Que quede un agridulce vestigio, del año en que quise morir pero no lo hice.
De los días en que mi cuerpo portaba su máscara de supervivencia,
nada convencido de su propia capacidad de sanar pero fingiendo.
Fingiendo todo el tiempo, como si quisiera vivir.
Fingiendo todo el tiempo, para no dejar de vivir.
Porque así es el peso de la injusticia en el cuerpo,
una incongruencia que estruja el alma y la separa,
bajo el sabor amargo de la culpa.
¿De qué?
Culpa de ser, de vivir, de sonreír, de sobrevivir…
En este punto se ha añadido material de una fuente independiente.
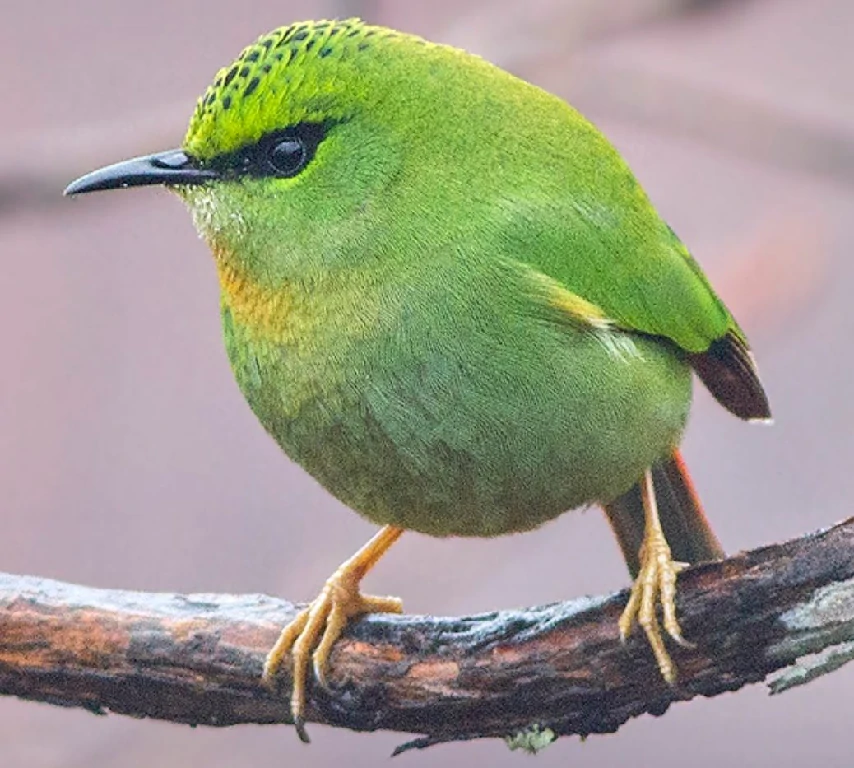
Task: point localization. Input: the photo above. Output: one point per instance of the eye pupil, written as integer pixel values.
(288, 156)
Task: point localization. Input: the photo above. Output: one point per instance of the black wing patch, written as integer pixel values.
(729, 373)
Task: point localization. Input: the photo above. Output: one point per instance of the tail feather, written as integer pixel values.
(685, 525)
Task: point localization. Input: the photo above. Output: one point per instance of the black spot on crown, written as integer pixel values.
(279, 49)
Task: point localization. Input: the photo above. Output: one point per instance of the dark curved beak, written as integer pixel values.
(167, 168)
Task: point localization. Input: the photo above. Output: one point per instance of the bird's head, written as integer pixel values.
(311, 137)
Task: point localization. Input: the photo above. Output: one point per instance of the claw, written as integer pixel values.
(655, 584)
(313, 632)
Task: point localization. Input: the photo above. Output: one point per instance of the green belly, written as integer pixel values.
(473, 424)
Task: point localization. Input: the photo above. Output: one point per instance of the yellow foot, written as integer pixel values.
(311, 635)
(655, 584)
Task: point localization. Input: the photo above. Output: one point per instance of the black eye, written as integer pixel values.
(288, 157)
(281, 153)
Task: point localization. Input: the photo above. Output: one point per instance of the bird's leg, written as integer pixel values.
(655, 583)
(311, 635)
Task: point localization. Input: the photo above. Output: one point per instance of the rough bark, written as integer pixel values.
(555, 670)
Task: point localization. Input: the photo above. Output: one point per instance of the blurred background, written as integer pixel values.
(128, 458)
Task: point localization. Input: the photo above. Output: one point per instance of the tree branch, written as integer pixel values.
(198, 658)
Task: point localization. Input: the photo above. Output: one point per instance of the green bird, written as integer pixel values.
(446, 296)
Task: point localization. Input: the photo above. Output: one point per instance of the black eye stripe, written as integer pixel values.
(258, 159)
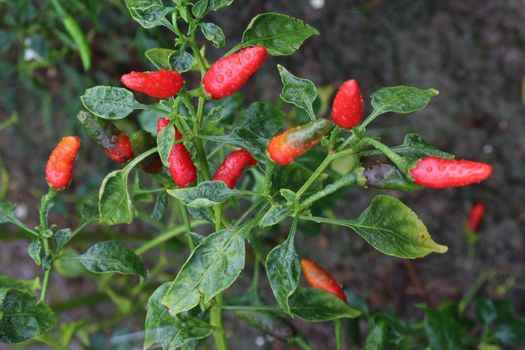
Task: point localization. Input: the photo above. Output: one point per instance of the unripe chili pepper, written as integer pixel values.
(477, 212)
(142, 141)
(115, 143)
(319, 278)
(59, 168)
(442, 173)
(387, 176)
(292, 143)
(230, 73)
(158, 84)
(347, 109)
(270, 323)
(182, 169)
(233, 166)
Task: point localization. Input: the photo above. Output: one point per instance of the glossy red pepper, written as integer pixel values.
(285, 147)
(230, 73)
(59, 168)
(115, 143)
(442, 173)
(158, 84)
(233, 166)
(347, 109)
(182, 169)
(477, 212)
(318, 277)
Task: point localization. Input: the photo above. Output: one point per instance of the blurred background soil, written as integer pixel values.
(472, 51)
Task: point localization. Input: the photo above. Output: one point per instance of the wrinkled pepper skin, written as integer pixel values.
(59, 168)
(319, 278)
(230, 73)
(115, 143)
(159, 84)
(270, 323)
(233, 166)
(182, 169)
(347, 109)
(141, 141)
(285, 147)
(477, 212)
(443, 173)
(388, 177)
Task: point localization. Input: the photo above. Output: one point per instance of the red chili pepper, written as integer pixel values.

culpa del «yo sola provoqué este dolor»,
culpa del «si tan sólo hubiera hecho algo distinto».
Ese sabor amargo a culpa que envenena los huesos,
y que entre susurros me recordaba cuán negro es el camino,
se presumía enorme, soberbia y elocuente.
La culpa carcomía mis manos desesperadas, buscando el perdón.
¿De quién?
De todos.
De nadie.
Quizá el mío.
Menos el mío.
El mío no importa. No lo merezco.
El de un mundo que injustamente me declaró culpable,
sin siquiera haber escuchado mi historia,
acallando el eco de la herida, que cada día era más pronunciada,
se extendía cual infinito en mi mirada derrotada.
Y mis hombros cayeron.
Cayeron hasta el suelo y creo que siguieron cayendo.
La culpa, la injusticia, la tristeza… eran tremenda carga.
Presa de mi propia voz, acallada por una voz más imponente…
que jamás será la mía.
Porque el poder del no es débil, enclenque e inútil
cuando se trata del deseo de otro que no eres tú.
No eres tú. No es tu cuerpo, aunque sí lo sea.
Es cuerpo dedicado al placer de ese que se acerca.
Y sientes miedo.
Miedo de que se apodere de ti ese susurro
que te recuerda cuán duro es respirar,
cuán difícil es levantar la mirada cada mañana,
cuán imposible es no sucumbir ante la sombra.
Quieres luz, lloras luz,
pero no la encuentras.
Se ha perdido entre las cortinas
y a tus manos frías sólo llegan lágrimas.
¿Esas lágrimas son tuyas? ¿A quién le pertenecen?
Te miras al espejo y ves un par de ojos hinchados,
rojos, tristes, caídos y derrotados.
No te reconoces. No te escuchas. No es tu reflejo en ese espejo.
Has quedado enterrada bajo los efectos del abuso.
Ya no existes, así que mejor no hables.
Te miras al espejo y ves el mundo masculino
fuerte, imponente, juicioso y soberbio.
Y tú no estás.
Te buscas, te miras, te escuchas
pero tú ya no estás.
El mundo, el pasado, la herida,
la culpa, el dolor, la tristeza,
todo te ha destrozado.
Aquí yace tu cuerpo,
lleno de expectativas, susurros, gritos,
rasguños, moretones, dudas y miedos.
Yace tu vida pero ya no es tuya,
cual cáscara inmóvil y putrefacta.
Bien. Que muera lo que el mundo hizo de ti,
para que puedas hacer de ti, lo que tú quieras.